Looks like you might have to modify your bolster on the truck to clear the flanges.... or go with blind drivers... heh heh, just kidding. 

John


----------



## W3NZL (Jan 2, 2008)

*I see no reason off-hand that U couldn't do that, but using existing wheels with that motor *
*block **would **give U some awfully "tall" gearing... I did a very similar thing with the 3 axle *
*diesel block (29355) a while back... I built a 3 axle switcher from 2 of the AC 0-4-0 units, *
*utilizing the rear 2/3s of one, and the front 2/3s of the other... I used the original 0-4-0 *
*wheels, machined to fit the 29355 axle tapers... The gearing worked out almost perfect*
*with that combination, wheel base is a bit long, but I can live with that... If I can get them *
*posted, here is a couple pics of what I wound up with... The little dude performs very well *
*too...*
*Paul R...*


----------



## jnic (Jan 2, 2008)

Thanks for the replies. I want to scratch build a Falk:









I want to be as accurate as possible. The wheel spacing and size on the Aristo 29351 look pretty close (albeit scale unknown) so larger wheels as suggested here would look pretty clumsy.

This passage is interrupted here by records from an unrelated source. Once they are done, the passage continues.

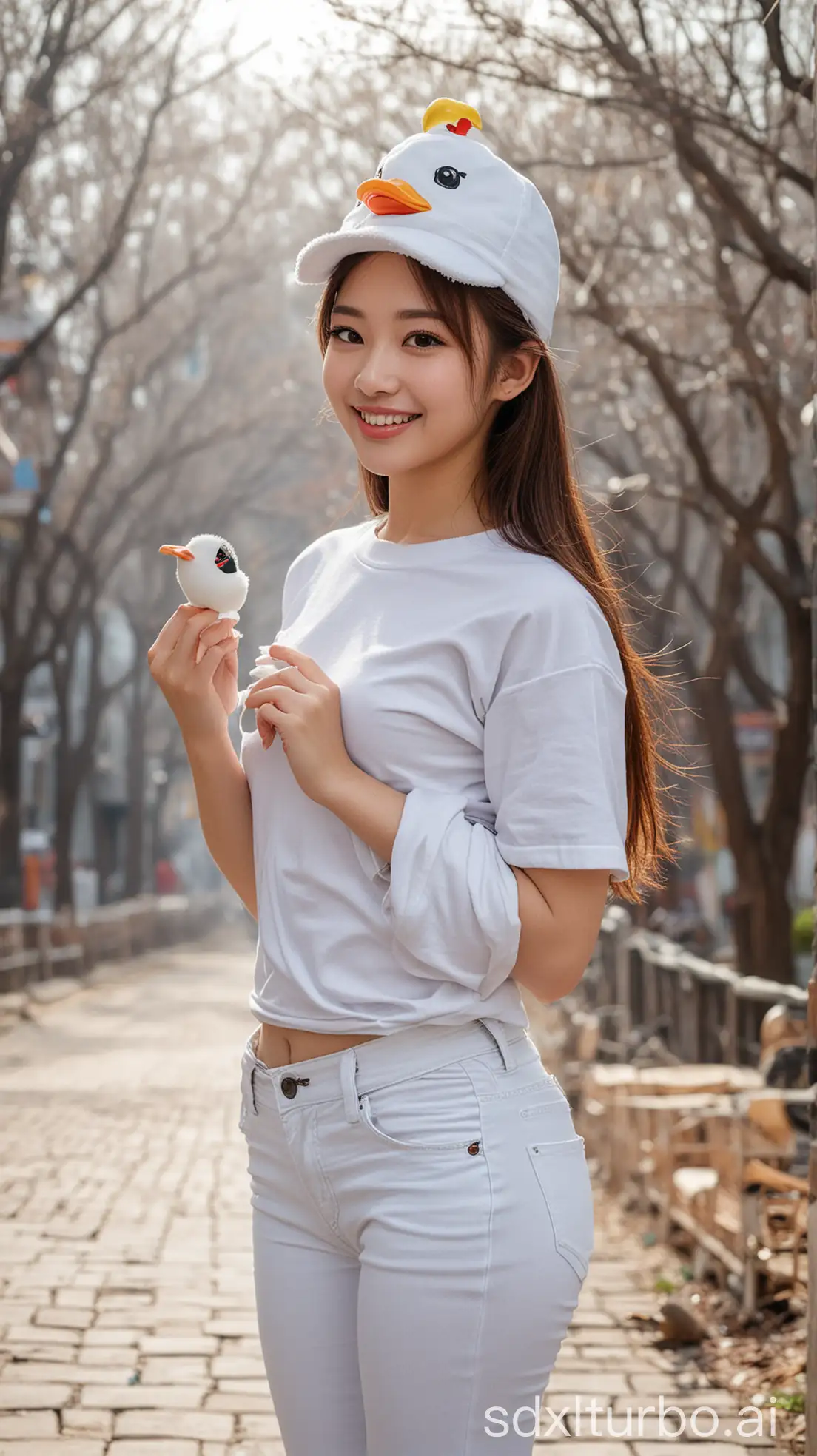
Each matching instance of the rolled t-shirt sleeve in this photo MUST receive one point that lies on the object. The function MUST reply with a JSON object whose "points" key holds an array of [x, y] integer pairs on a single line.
{"points": [[555, 769]]}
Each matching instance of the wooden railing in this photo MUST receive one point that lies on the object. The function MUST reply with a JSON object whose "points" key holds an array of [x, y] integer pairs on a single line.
{"points": [[37, 946], [705, 1012]]}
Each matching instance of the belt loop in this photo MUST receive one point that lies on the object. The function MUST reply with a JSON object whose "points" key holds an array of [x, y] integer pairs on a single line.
{"points": [[497, 1030], [349, 1068]]}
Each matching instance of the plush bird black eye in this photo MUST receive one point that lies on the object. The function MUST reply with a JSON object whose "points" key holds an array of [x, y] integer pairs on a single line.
{"points": [[449, 177]]}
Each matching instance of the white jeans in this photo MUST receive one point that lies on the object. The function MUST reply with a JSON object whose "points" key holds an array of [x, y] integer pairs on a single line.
{"points": [[423, 1225]]}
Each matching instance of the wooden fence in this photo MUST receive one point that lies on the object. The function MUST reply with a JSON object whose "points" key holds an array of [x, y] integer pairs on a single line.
{"points": [[705, 1012], [37, 946]]}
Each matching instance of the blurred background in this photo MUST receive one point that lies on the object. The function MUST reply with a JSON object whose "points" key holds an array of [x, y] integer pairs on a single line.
{"points": [[159, 376]]}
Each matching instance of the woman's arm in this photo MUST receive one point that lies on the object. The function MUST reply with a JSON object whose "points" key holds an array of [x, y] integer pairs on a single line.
{"points": [[559, 910], [225, 809]]}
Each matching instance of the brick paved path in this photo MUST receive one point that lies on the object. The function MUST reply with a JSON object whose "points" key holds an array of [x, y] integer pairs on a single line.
{"points": [[127, 1319]]}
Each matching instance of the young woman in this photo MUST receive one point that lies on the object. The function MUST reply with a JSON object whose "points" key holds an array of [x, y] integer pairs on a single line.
{"points": [[449, 766]]}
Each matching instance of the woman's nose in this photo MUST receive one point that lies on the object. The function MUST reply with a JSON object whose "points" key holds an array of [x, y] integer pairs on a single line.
{"points": [[377, 374]]}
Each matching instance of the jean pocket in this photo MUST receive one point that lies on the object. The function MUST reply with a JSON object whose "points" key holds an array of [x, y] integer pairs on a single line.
{"points": [[433, 1113], [564, 1179]]}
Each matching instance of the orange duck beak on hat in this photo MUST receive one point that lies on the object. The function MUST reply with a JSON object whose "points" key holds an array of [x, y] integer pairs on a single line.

I'll probably use the Hartland I have on hand and just rebuild the cylinders, steam chests, rods, drivers, etc.

BTW, the only drawings I have on hand are those in the William M. Harris book. I understand that there were drawings in NG&SL back in 1988 and in Timber Beast in 1985 but I have been unable to lay my hands on either. If someone has these, I like to get copies.


----------



## Michael Glavin (Jan 2, 2009)

Paul, 

Thats a nice looking switcher, well done... 

Michael


----------



## Michael Glavin (Jan 2, 2009)

I roughly scaled your Falk's photo, looks like 40" drivers... 

Michael


----------